The suit accuses McLane, who sold the Astros and his CSN Houston share to Crane in 2011 for $615 million, of selling “an asset (the network) they knew at the time to be overpriced and broken.” It also says Crane was “duped” when he bought McLane’s network interest based on what have been proved to be “knowing misrepresentations” and “falsely inflated subscription rates.”

“Ultimately, fans of the Houston Astros have been injured because defendants’ misrepresentations leave (Crane) with an impossible choice: either accept the broken network as is and deprive thousands of fans the ability to watch Houston Astros games on their televisions, or distribute the game at market rates and take massive losses out of the Houston Astros player payroll – thereby dooming the franchise for years to come,” the suit adds.

The case has been assigned to 80th state District Judge Larry Weiman, and Crane’s Houston Baseball Partners demands a jury trial on its allegations of fraud, negligent misrepresentation or omission and civil conspiracy.

The Rockets, the third party in the Houston Regional Sports Network partnership that owns CSN Houston, are not named in the suit.

CSN Houston launched in the fall of 2012 but is available in only about 40 percent of Houston households and cannot be seen on DirecTV, Dish Network, AT&T U-verse or Suddenlink.
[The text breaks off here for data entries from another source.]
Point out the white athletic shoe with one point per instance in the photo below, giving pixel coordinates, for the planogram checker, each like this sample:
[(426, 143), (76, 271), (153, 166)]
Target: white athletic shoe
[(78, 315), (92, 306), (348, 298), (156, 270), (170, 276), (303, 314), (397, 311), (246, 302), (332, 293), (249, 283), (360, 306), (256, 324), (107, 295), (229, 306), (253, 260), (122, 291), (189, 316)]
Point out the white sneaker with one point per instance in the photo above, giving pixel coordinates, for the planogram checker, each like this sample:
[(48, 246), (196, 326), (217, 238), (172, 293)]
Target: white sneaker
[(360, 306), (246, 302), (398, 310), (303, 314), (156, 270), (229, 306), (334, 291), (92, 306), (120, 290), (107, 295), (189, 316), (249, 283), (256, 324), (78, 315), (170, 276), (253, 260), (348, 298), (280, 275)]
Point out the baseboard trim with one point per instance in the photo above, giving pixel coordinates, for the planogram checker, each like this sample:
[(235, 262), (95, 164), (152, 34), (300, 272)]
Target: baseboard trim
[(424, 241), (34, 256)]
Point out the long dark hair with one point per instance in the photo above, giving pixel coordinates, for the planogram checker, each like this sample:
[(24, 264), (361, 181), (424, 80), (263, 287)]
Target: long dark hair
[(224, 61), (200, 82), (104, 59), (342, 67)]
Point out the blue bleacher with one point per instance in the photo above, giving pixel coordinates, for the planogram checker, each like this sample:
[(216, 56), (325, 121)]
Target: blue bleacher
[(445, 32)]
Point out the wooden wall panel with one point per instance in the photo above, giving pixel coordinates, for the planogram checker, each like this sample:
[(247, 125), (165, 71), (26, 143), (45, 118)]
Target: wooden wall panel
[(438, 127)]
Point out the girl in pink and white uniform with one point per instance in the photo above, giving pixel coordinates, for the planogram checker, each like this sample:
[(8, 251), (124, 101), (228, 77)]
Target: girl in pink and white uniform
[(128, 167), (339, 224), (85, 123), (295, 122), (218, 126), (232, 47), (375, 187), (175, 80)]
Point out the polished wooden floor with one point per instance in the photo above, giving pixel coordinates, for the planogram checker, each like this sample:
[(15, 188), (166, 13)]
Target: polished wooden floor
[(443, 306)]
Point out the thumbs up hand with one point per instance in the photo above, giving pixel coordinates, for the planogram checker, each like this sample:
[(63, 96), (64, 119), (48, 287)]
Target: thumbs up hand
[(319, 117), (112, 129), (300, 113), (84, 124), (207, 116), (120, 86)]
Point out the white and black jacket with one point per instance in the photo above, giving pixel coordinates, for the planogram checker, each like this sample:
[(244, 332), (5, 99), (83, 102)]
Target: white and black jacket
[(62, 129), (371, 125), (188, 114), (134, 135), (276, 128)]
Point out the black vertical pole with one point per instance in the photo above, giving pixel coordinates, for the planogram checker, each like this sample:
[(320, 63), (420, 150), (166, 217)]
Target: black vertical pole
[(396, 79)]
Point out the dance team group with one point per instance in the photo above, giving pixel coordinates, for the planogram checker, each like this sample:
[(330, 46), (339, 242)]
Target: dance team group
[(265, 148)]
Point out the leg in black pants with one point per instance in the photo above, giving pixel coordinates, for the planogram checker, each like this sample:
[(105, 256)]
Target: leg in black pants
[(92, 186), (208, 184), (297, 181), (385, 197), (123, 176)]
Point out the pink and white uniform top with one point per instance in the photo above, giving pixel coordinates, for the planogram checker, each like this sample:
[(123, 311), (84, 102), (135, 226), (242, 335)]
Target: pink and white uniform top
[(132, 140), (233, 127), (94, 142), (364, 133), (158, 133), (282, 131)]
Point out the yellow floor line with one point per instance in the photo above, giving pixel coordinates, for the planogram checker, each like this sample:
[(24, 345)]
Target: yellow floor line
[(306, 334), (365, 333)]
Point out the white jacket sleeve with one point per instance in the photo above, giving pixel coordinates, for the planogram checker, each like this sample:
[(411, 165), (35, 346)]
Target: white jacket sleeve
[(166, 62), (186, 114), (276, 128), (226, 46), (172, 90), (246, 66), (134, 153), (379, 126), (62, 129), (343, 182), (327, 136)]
That has limited the network’s revenues, which prevented the company from paying the bulk of the Astros’ $56.6 million rights fee for the 2013 season.

In late September, four Comcast affiliates filed an involuntary Chapter 11 bankruptcy case after the Astros informed the network that they might reclaim their broadcast rights, which likely would have driven the network out of business. That case remains pending.

Crane’s suit alleges that McLane and Rockets owner Leslie Alexander demanded in 2010 that Comcast charge a base subscriber rate for CSN Houston in Zone 1 – the area around Houston where Astros and Rockets games can be seen — that Comcast said was too high. In fact, the suit said, the rate was so high that Comcast feared it could not convince other distributors to carry the network.

Comcast eventually agreed to the inflated base rate, the suit said, in return for a most favored nation clause, which insured Comcast it would always pay the lowest base rate of any distributor.

Crane, according to the suit, was not aware of these facts when he was negotiating to buy the team in 2011 and that Comcast, NBC Universal and McLane agreed to “conceal material information” about the network’s business plan.

He also accuses Jon Litner, group president of the NBC Sports Group, of making false and misleading claims that the CSN Houston business plan was achievable, even though they were based on what the company knew were inflated subscriber rates.